Provider leaders face removal by CQC for care failings in post-Winterbourne shake-up

All provider leaders would have to be "fit and proper" to run care organisations to ensure corporate accountability for failings, says care minister Norman Lamb

Directors of care providers would be removed by the Care Quality Commission for serious failings under government plans to improve corporate accountability for social care and health in the wake of Winterbourne View.

Registered providers would fall under a duty to ensure their board directors, trustees or governors were “fit and proper persons” to run care organisations, based on their past behaviour, competence and personal ethics, under consultative plans issued today by the Department of Health.

The CQC would be able to require providers to remove directors deemed unfit, as a condition of registration, leaving them open to prosecution if they failed to comply.
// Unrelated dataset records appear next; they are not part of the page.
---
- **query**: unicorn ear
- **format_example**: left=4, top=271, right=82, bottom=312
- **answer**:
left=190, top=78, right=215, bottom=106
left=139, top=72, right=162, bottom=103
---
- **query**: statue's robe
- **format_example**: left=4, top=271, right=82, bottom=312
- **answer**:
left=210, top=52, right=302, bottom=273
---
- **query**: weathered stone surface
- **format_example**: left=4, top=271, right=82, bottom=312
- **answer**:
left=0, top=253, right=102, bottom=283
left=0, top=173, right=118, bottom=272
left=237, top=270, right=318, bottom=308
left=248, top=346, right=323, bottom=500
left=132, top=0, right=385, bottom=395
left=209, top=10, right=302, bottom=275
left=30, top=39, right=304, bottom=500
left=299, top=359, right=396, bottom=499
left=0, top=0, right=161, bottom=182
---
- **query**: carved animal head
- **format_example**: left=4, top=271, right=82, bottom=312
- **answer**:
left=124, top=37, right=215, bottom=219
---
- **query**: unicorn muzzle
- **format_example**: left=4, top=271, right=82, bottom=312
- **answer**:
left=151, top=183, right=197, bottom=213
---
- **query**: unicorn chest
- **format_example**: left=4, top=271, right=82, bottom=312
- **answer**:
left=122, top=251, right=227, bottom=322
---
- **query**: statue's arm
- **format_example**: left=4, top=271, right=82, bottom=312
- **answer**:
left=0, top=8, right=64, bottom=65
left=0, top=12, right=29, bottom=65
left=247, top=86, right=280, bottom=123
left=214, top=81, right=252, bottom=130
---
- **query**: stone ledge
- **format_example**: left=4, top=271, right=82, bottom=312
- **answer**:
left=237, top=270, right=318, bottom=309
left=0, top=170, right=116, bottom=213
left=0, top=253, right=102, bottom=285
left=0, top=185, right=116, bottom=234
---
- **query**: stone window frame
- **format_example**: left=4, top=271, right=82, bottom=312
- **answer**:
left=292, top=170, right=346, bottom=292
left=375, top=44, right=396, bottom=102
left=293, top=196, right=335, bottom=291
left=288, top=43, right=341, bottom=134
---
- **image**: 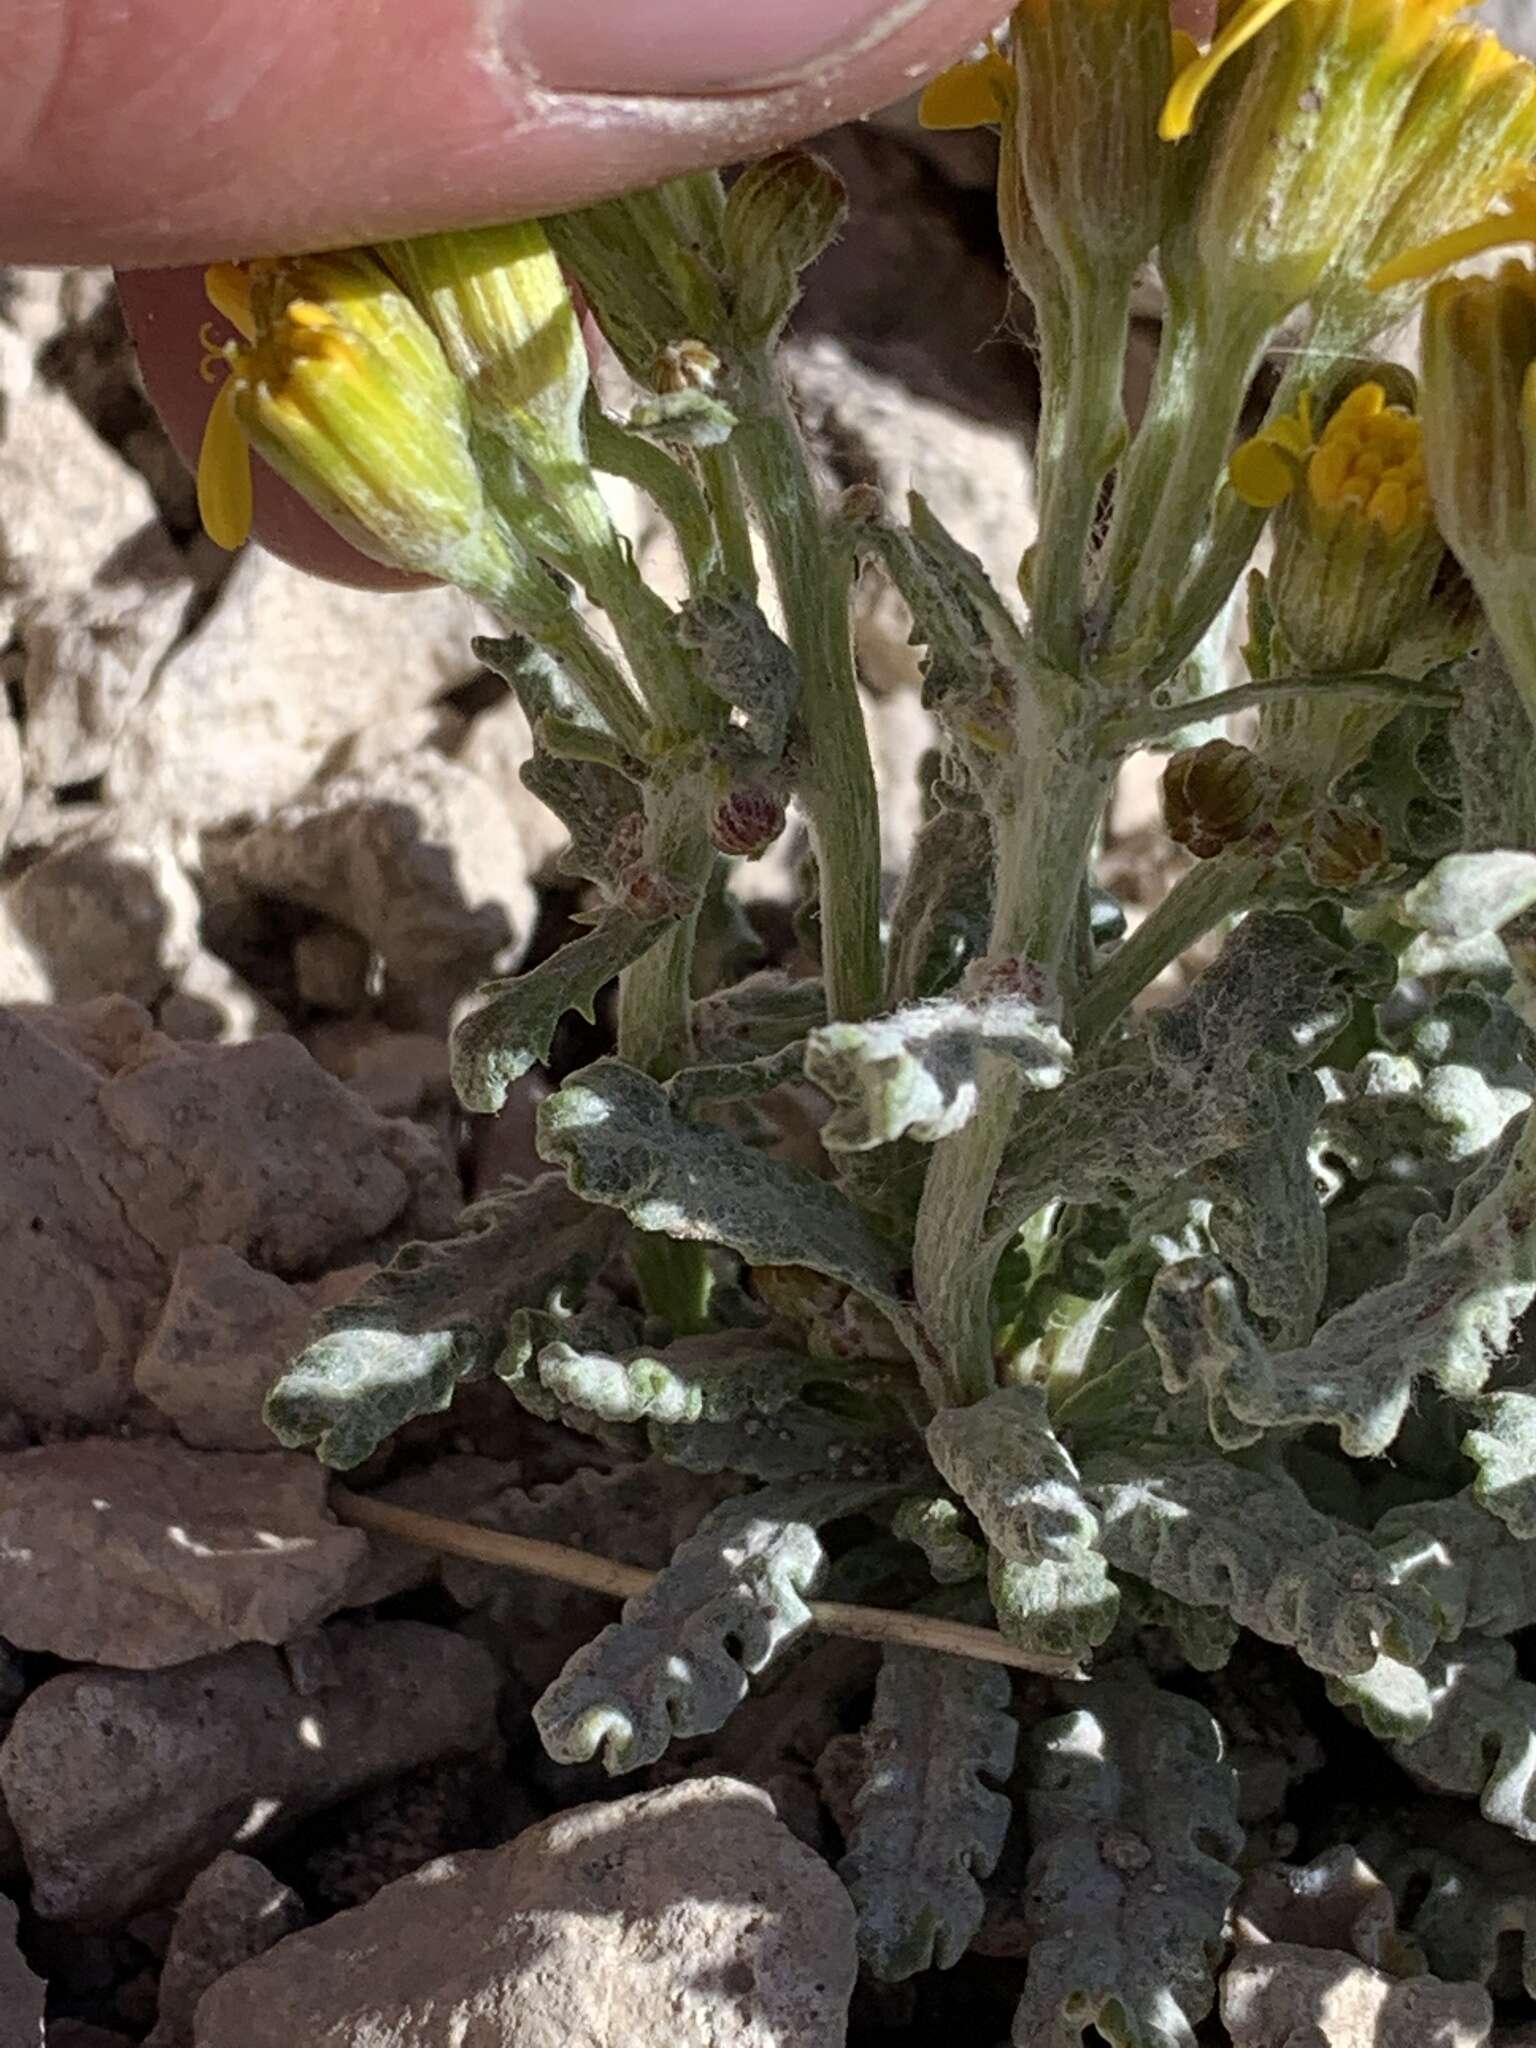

This would enable the regulator to sanction directors in the event of serious care failings.

One of the criticisms levelled at the regulatory system following the Winterbourne View scandal was its inability to sanction the directors of provider Castlebeck for allowing abuse to go unchallenged at the hospital.

“The events at Winterbourne View hospital starkly highlighted the fact that some people in charge of organisations delivering health and care services do not pay sufficient attention to the safety and the quality of the care that they provide,” said care services minister Norman Lamb in the foreword to today’s consultation paper.”

“This is unacceptable. There needs to be a sharper focus on corporate accountability for failures – who let it happen, how the conditions were created that enabled it to happen and holding individuals and boards to account for that failure.”

The “fit and proper persons” test is one of a number of measures the DH and the CQC are taking to strengthen oversight of providers and corporate accountability, through changes to regulations. These include:



  • Enabling the CQC to prosecute providers without having to issue them with a warning notice first, if providers breach new “fundamental standards” of care;
  • Ensuring providers nominate a named director or person responsible for care quality as part of tougher registration requirements that will apply to learning disability services from this month and all services from October 2013;
  • Introducing a “duty of candour” as a registration requirement, meaning providers would have to tell patients and service users about failings in their care or face prosecution;
  • Replacing generalist CQC inspectors with specialist teams and introducing star ratings to measure the quality of services.